Foi muito emoção para Teresa Duere que foi ao encontro de sua história, no ENGENHO IPIRANGA, quando trabalhou na OPERAÇÃO ESPERANÇA. Alguns moradores do Ipiranga se emocionaram com a visita dela e se encontraram no abraço da emoção do encontro. Falaram do trabalho amoroso de Dom Helder e da falta que ele faz a todos, até mesmo aos evangélicos.


Na visita à  família do Sr Antonio Pedro  pudemos ouvir um pouco da história da esposa dele, em plena lucidez nos seus 78 anos, mas um pouco abatida, parecendo mais envelhecida que o marido com 80 anos. Ela disse que trabalhou muito no serviço da casa e na fábrica de doces e relembrou com Teresa os bons tempos da fábrica. Mas, para sua tristeza, levaram tudo da fábrica e só deixaram para ela um freezer.


Outra família visitada foi a do  Sr. Severino que hoje está numa cadeira de rodas e emocionou-se muito com a presença de Teresa Duere. Eles trabalharam juntos no Engenho Ipiranga nos bons tempos de Dom Helder. 


Chorou muito e lamentou que a Operação Esperança tivesse acabado, mas Teresa lhe confortou com palavras de fé dizendo que a Operação Esperança está viva em cada um,  porque cada um é a Operação Esperança.


O Engenho Ipiranga é um lugar lindo, bucólico, tranquilo, arejado. Têm as casas dos moradores, pequenas, mas, relativamente, boas. Tem uma escola de Ensino Fundamental que atende à comunidade e ,para os alunos do Ensino Médio, a prefeitura disponibiliza ônibus para levar para escola na cidade.


Tivemos, eu e Teresa, a alegria de participar de um delicioso almoço, com o mesmo cardápio servido às crianças e, em seguida, participamos de uma reunião da Associação dos Pequenos Agricultores Rurais, com uma boa frequência de associados. O presidente da Associação iniciou suas palavras dizendo que estavam reunidos para receber a Dra. Teresa Duere que trabalhou no Engenho de Ipiranga e que agora voltou para tentar ajudar aos associados.


Teresa lembrou que Dom Helder sofreu muito por Ipiranga e ele não queria que plantassem cana, porque ele dizia que o trabalhador que planta cana cai na mão do patrão. E voltou a dizer que o  Ipiranga precisa ser repensado, para que todos possam deixar algo para os filhos. Fez várias sugestões e se prontificou a ajudar para que os moradores do Engenho consigam realizar um projeto de revitalização e crescimento, para que o Engenho Ipiranga continue sendo a realização de um sonho de Dom Helder.

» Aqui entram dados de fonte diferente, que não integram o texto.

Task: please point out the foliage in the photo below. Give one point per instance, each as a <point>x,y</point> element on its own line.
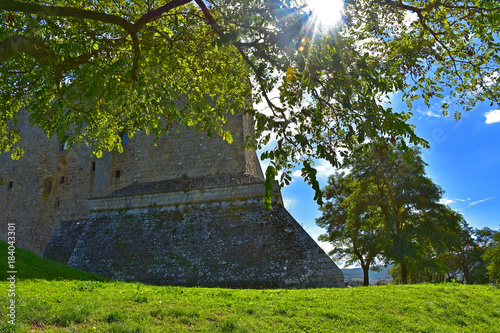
<point>87,71</point>
<point>492,256</point>
<point>442,47</point>
<point>352,224</point>
<point>388,195</point>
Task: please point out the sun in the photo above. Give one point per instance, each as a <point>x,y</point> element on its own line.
<point>326,12</point>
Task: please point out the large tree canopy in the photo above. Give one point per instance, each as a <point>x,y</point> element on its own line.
<point>87,70</point>
<point>387,207</point>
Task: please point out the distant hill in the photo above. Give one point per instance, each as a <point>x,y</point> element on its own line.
<point>355,275</point>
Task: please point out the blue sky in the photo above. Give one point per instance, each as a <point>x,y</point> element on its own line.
<point>463,159</point>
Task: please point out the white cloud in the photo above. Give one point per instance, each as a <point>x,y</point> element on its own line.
<point>479,201</point>
<point>325,169</point>
<point>429,113</point>
<point>445,201</point>
<point>297,174</point>
<point>492,116</point>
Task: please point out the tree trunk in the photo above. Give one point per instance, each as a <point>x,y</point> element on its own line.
<point>404,273</point>
<point>366,270</point>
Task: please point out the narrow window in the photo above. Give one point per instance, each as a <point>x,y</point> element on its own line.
<point>47,185</point>
<point>63,145</point>
<point>124,138</point>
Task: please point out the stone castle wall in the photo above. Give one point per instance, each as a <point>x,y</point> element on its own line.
<point>224,243</point>
<point>48,185</point>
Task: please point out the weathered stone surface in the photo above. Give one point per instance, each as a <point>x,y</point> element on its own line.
<point>223,244</point>
<point>39,198</point>
<point>185,211</point>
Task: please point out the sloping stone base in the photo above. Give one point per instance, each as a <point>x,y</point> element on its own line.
<point>222,244</point>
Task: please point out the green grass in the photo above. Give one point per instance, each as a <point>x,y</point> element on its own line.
<point>95,306</point>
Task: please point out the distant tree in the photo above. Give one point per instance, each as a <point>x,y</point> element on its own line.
<point>392,205</point>
<point>351,226</point>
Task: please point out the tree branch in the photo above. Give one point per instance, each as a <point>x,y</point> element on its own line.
<point>54,11</point>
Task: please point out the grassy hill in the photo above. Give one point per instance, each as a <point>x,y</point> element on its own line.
<point>63,305</point>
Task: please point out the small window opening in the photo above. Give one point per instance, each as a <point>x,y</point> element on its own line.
<point>47,185</point>
<point>63,145</point>
<point>124,138</point>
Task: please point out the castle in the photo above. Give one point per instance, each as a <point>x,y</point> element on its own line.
<point>186,211</point>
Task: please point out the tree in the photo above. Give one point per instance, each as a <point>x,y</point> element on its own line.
<point>351,226</point>
<point>489,241</point>
<point>399,206</point>
<point>87,70</point>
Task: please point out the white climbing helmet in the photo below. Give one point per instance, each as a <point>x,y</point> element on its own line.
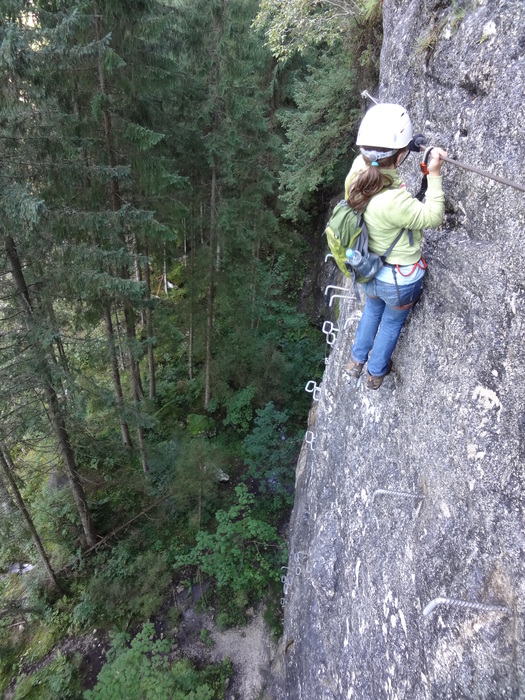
<point>385,126</point>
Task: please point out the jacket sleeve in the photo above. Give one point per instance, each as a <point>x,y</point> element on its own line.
<point>405,211</point>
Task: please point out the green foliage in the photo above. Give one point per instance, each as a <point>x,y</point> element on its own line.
<point>57,679</point>
<point>271,455</point>
<point>142,671</point>
<point>243,555</point>
<point>239,411</point>
<point>112,595</point>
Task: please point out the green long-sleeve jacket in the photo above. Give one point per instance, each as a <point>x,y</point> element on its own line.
<point>393,209</point>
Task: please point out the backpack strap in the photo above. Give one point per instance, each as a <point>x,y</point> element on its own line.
<point>396,241</point>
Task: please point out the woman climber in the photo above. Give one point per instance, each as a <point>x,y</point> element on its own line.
<point>384,137</point>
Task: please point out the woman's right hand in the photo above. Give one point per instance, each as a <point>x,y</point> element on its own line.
<point>435,163</point>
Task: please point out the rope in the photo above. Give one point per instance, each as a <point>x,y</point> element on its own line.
<point>484,173</point>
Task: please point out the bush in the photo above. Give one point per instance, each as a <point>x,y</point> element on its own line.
<point>142,671</point>
<point>243,555</point>
<point>58,679</point>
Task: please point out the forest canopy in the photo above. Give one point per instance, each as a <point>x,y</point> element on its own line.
<point>164,168</point>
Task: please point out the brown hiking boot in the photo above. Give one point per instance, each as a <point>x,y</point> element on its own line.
<point>354,368</point>
<point>375,382</point>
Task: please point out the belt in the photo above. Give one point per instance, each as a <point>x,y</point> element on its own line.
<point>401,264</point>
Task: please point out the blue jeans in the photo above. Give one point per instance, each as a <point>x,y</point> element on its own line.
<point>386,309</point>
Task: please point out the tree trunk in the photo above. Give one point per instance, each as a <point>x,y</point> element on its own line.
<point>117,385</point>
<point>8,468</point>
<point>191,326</point>
<point>211,288</point>
<point>55,415</point>
<point>149,331</point>
<point>134,371</point>
<point>136,383</point>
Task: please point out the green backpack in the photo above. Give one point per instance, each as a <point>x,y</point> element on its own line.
<point>346,229</point>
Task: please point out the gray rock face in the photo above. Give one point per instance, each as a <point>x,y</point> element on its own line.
<point>446,428</point>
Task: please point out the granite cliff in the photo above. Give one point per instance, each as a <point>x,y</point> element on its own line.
<point>416,492</point>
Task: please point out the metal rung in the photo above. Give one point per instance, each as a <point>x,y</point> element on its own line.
<point>339,296</point>
<point>312,388</point>
<point>309,438</point>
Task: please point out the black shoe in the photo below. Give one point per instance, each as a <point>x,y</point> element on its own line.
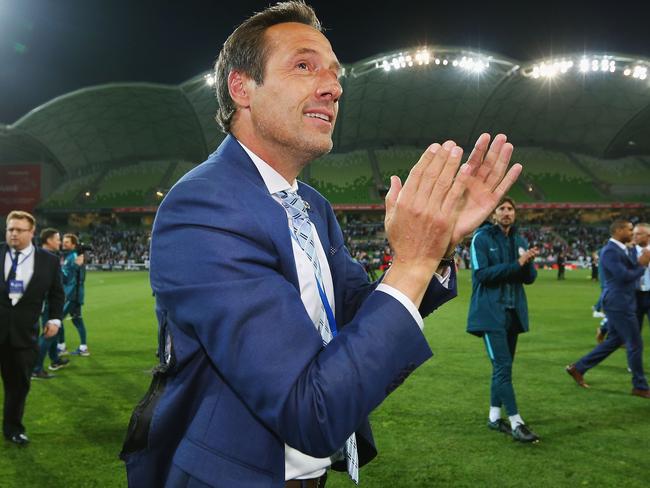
<point>60,363</point>
<point>500,425</point>
<point>42,375</point>
<point>523,434</point>
<point>19,439</point>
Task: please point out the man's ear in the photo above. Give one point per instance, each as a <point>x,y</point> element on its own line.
<point>238,86</point>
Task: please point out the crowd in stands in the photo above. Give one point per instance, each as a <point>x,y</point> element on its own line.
<point>111,246</point>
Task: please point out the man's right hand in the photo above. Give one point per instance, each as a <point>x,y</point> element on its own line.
<point>420,217</point>
<point>528,256</point>
<point>644,257</point>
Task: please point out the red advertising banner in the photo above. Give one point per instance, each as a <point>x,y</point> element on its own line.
<point>20,187</point>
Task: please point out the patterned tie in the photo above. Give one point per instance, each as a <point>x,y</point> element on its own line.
<point>302,231</point>
<point>14,266</point>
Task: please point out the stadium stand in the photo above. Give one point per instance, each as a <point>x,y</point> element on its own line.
<point>345,178</point>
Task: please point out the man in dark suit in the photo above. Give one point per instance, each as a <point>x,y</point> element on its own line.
<point>621,270</point>
<point>275,348</point>
<point>30,276</point>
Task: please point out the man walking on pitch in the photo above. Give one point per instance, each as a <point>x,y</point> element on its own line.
<point>642,241</point>
<point>51,242</point>
<point>501,264</point>
<point>622,270</point>
<point>30,275</point>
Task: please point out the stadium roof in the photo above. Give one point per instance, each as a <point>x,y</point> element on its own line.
<point>590,103</point>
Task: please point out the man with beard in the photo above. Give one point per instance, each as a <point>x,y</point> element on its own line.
<point>501,264</point>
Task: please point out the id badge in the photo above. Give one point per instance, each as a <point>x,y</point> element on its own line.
<point>16,288</point>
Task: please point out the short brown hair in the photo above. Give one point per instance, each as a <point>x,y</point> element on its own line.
<point>505,199</point>
<point>22,215</point>
<point>73,238</point>
<point>618,224</point>
<point>245,50</point>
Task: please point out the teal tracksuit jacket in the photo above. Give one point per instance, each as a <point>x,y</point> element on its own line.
<point>497,279</point>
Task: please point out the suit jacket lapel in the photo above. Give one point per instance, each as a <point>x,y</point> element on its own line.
<point>261,203</point>
<point>3,285</point>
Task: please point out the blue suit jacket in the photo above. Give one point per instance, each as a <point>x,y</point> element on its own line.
<point>621,274</point>
<point>247,372</point>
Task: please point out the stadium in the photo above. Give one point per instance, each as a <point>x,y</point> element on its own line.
<point>98,161</point>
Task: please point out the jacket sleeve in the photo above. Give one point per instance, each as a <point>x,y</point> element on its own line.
<point>358,288</point>
<point>55,295</point>
<point>485,273</point>
<point>217,273</point>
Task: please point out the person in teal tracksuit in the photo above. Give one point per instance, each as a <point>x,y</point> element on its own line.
<point>502,263</point>
<point>74,277</point>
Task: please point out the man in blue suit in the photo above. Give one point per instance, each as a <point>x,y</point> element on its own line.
<point>274,346</point>
<point>642,242</point>
<point>622,269</point>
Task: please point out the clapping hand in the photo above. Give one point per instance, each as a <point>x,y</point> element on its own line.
<point>486,183</point>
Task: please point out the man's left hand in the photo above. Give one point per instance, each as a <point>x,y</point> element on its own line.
<point>486,183</point>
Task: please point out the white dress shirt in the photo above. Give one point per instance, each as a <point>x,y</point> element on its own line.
<point>644,283</point>
<point>24,270</point>
<point>297,464</point>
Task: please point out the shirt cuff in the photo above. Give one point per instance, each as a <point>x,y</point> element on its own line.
<point>404,300</point>
<point>444,278</point>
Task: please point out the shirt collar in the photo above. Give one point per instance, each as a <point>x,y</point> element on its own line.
<point>23,252</point>
<point>273,180</point>
<point>619,244</point>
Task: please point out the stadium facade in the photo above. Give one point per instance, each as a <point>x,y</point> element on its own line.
<point>580,123</point>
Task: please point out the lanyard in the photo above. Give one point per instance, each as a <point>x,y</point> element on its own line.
<point>321,292</point>
<point>15,263</point>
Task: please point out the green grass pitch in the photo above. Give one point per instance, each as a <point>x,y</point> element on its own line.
<point>430,432</point>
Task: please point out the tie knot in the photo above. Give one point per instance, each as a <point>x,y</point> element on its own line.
<point>292,201</point>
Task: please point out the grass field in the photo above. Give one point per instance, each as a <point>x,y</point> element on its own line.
<point>430,432</point>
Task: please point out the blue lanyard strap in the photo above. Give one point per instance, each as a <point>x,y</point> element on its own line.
<point>15,263</point>
<point>323,297</point>
<point>328,309</point>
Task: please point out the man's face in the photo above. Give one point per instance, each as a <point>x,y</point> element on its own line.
<point>295,107</point>
<point>624,234</point>
<point>504,214</point>
<point>68,245</point>
<point>640,235</point>
<point>54,242</point>
<point>19,233</point>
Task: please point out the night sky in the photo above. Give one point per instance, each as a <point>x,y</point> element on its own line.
<point>51,47</point>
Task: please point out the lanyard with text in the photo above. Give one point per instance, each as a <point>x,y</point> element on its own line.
<point>15,263</point>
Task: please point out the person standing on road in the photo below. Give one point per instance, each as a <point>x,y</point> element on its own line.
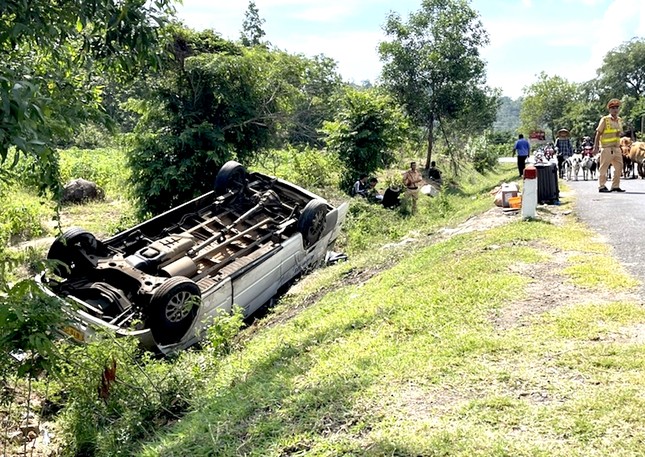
<point>412,180</point>
<point>563,144</point>
<point>608,138</point>
<point>522,148</point>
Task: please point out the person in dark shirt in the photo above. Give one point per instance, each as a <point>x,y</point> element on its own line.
<point>563,144</point>
<point>434,173</point>
<point>360,187</point>
<point>522,148</point>
<point>391,197</point>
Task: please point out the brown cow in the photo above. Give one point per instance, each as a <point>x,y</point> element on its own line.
<point>637,155</point>
<point>628,163</point>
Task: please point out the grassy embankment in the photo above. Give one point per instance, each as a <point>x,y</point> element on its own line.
<point>435,346</point>
<point>444,353</point>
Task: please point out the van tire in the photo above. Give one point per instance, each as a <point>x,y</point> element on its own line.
<point>68,249</point>
<point>230,178</point>
<point>312,222</point>
<point>173,308</point>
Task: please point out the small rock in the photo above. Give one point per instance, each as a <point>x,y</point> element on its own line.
<point>15,437</point>
<point>30,428</point>
<point>81,190</point>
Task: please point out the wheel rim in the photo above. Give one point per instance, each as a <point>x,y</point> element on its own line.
<point>317,226</point>
<point>236,182</point>
<point>179,306</point>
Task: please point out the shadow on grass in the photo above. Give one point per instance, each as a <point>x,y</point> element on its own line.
<point>264,409</point>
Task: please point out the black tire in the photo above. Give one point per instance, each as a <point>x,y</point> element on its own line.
<point>230,178</point>
<point>312,222</point>
<point>173,308</point>
<point>71,249</point>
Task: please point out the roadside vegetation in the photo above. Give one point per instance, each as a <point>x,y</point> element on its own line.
<point>453,331</point>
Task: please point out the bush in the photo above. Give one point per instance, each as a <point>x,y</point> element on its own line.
<point>484,155</point>
<point>106,167</point>
<point>308,167</point>
<point>20,216</point>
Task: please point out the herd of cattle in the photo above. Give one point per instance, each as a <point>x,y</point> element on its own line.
<point>587,164</point>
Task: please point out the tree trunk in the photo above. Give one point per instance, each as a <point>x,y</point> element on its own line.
<point>430,141</point>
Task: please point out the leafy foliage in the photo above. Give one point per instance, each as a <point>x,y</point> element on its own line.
<point>546,103</point>
<point>53,52</point>
<point>364,134</point>
<point>432,64</point>
<point>252,31</point>
<point>623,70</point>
<point>216,102</point>
<point>29,320</point>
<point>508,115</point>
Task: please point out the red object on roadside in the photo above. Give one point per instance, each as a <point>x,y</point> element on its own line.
<point>530,172</point>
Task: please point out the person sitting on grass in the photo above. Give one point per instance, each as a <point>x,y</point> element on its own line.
<point>434,173</point>
<point>359,189</point>
<point>373,194</point>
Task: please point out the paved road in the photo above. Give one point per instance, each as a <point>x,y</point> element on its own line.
<point>618,217</point>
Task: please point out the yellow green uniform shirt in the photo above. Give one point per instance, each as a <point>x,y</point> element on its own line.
<point>609,129</point>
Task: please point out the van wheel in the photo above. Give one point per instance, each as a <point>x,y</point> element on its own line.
<point>173,308</point>
<point>312,222</point>
<point>71,249</point>
<point>230,178</point>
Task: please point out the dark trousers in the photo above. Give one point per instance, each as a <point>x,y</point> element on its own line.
<point>521,164</point>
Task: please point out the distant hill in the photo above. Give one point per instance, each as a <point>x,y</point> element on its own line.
<point>508,115</point>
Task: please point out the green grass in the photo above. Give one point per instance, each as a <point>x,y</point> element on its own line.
<point>398,351</point>
<point>409,362</point>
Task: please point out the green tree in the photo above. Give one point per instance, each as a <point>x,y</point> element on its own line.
<point>252,32</point>
<point>432,63</point>
<point>216,101</point>
<point>623,70</point>
<point>53,54</point>
<point>546,103</point>
<point>367,129</point>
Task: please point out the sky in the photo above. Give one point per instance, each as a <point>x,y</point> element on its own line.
<point>567,38</point>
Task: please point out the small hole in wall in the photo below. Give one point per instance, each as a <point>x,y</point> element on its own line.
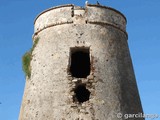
<point>81,94</point>
<point>79,62</point>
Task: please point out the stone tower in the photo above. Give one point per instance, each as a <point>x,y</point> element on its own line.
<point>81,67</point>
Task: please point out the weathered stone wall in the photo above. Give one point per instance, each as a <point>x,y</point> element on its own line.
<point>50,90</point>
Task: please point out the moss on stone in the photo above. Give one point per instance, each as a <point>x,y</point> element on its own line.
<point>26,59</point>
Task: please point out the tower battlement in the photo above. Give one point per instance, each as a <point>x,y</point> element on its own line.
<point>71,14</point>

Teresa fez algumas sugestões tais como  o plantio de uma lavoura branca e procurar informações sobre financiamentos adequados aos projetos do engenho. Ele lembrou ainda do Projeto de NATUBA que foi uma experiência que deu certo. E, com a frase “Vamos sonhar com um projeto tipo NATUBA!”, finalizou a sua fala.